We arrived in Ulaan Baatar in the early morning, emerging from the depths of hilly, rainy countryside. It gives off the aura of some sort of forgotten frontier settlement or well-concealed secret place of pilgrimage, seeming to unfold and stretch out in the morning sun as the train rouns the approaching curve of track - and then just as if it has reached the zenith of its yawn, the clarity of the difference is incredible; one minute there is city; the next minute, nothing, only vast, flat, green, open fields, in every direction. It's a first sighting with a great deal of charm, notwithstanding the fact that one of the first things you see on closer approach is a massive, rusting brown pipe threading its way overland between some industrial warehouses before turning to run parallel to the incoming train tracks!

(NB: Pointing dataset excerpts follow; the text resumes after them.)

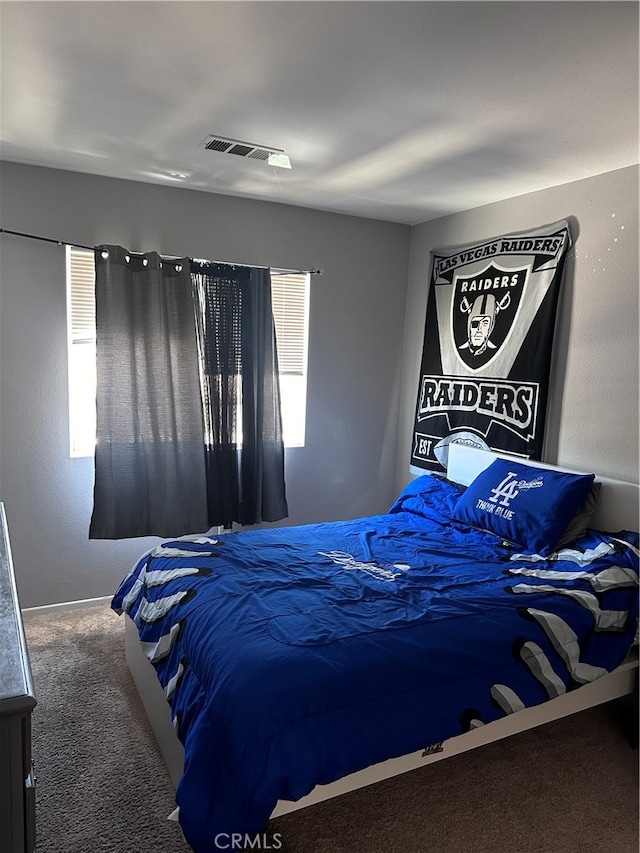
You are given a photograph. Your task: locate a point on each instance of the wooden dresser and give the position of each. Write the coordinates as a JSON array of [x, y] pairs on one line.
[[17, 701]]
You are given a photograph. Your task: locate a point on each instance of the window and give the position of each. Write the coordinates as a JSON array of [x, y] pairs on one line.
[[290, 298]]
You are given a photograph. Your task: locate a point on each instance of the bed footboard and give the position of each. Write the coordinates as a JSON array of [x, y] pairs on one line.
[[617, 684]]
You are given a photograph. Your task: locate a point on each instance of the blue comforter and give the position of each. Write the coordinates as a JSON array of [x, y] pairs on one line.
[[294, 656]]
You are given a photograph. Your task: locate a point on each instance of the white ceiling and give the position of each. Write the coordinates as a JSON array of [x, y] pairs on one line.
[[401, 111]]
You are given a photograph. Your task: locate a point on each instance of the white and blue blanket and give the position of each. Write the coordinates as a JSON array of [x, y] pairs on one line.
[[292, 657]]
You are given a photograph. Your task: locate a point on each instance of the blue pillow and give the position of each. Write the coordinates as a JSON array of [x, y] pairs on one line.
[[530, 507]]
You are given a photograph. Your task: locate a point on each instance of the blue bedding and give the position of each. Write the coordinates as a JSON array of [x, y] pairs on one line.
[[294, 656]]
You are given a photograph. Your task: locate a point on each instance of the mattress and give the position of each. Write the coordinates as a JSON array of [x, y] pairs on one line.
[[292, 657]]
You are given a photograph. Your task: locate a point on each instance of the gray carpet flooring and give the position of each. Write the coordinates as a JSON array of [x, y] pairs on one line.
[[568, 787]]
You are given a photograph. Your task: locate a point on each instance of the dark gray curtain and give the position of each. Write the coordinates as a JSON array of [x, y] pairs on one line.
[[241, 395], [150, 459]]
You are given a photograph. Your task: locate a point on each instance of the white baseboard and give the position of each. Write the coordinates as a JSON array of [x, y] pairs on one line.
[[103, 601]]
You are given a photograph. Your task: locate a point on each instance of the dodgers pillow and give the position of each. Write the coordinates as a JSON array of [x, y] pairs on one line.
[[528, 506]]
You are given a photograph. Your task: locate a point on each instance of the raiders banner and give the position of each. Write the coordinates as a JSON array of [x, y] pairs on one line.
[[487, 345]]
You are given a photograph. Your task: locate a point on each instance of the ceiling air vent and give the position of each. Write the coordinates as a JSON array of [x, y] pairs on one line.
[[272, 156]]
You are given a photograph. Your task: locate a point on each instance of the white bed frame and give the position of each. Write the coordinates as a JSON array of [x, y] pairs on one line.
[[618, 509]]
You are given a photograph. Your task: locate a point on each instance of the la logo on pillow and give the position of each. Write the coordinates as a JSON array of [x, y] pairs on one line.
[[501, 497], [527, 506]]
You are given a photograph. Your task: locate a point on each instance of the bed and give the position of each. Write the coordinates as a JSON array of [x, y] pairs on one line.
[[281, 667]]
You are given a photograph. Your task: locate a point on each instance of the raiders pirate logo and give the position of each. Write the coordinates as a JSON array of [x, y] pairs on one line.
[[484, 307]]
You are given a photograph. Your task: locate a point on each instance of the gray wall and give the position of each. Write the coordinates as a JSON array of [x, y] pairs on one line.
[[346, 469], [593, 404]]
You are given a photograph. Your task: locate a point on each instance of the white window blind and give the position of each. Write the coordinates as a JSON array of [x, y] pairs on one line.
[[290, 304], [83, 302]]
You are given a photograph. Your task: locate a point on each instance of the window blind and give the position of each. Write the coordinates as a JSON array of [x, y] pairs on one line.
[[83, 300], [288, 296], [289, 305]]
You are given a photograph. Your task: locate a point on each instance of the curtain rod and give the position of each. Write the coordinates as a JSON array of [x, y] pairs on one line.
[[312, 271]]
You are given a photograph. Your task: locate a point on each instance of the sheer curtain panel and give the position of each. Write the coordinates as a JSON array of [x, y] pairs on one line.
[[150, 458], [241, 394]]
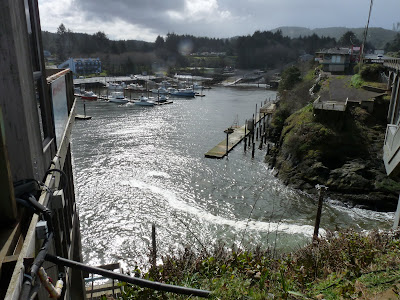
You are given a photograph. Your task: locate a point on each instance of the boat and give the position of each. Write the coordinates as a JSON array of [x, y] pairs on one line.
[[162, 98], [135, 87], [196, 86], [115, 86], [89, 95], [161, 91], [183, 93], [117, 97], [144, 101]]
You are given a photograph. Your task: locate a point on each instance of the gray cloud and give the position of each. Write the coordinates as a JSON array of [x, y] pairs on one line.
[[146, 19]]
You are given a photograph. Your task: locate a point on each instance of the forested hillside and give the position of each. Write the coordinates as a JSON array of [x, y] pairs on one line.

Spread across a valley plain in the crook of some hills, Ulaan Baatar is a city that keeps its head down, but what it lacks in profile it makes up for in sheer attitudinal sprawl. In architectural terms, a bit of an ugly duckling: an odd mix of Soviet and Western classical-looking architecture, drab blocky buildings and traditional nomadic dwellings, and a temple or two hidden away in the middle of all the concrete; wide-boulevarded but with an occasional uncomfortable tendency to potholes and uncovered manholes. And in Sukhe Bator Square, our honcho proudly pointed out the 'sail' hotel currently being built at one end - in imitation of another, bigger one somewhere else, probably in the Gulf - which will make one of the few punctures of the sky in what has to be one of the flattest cityscapes I've ever seen. In sum, almost the antithesis of our final destination, Hong Kong.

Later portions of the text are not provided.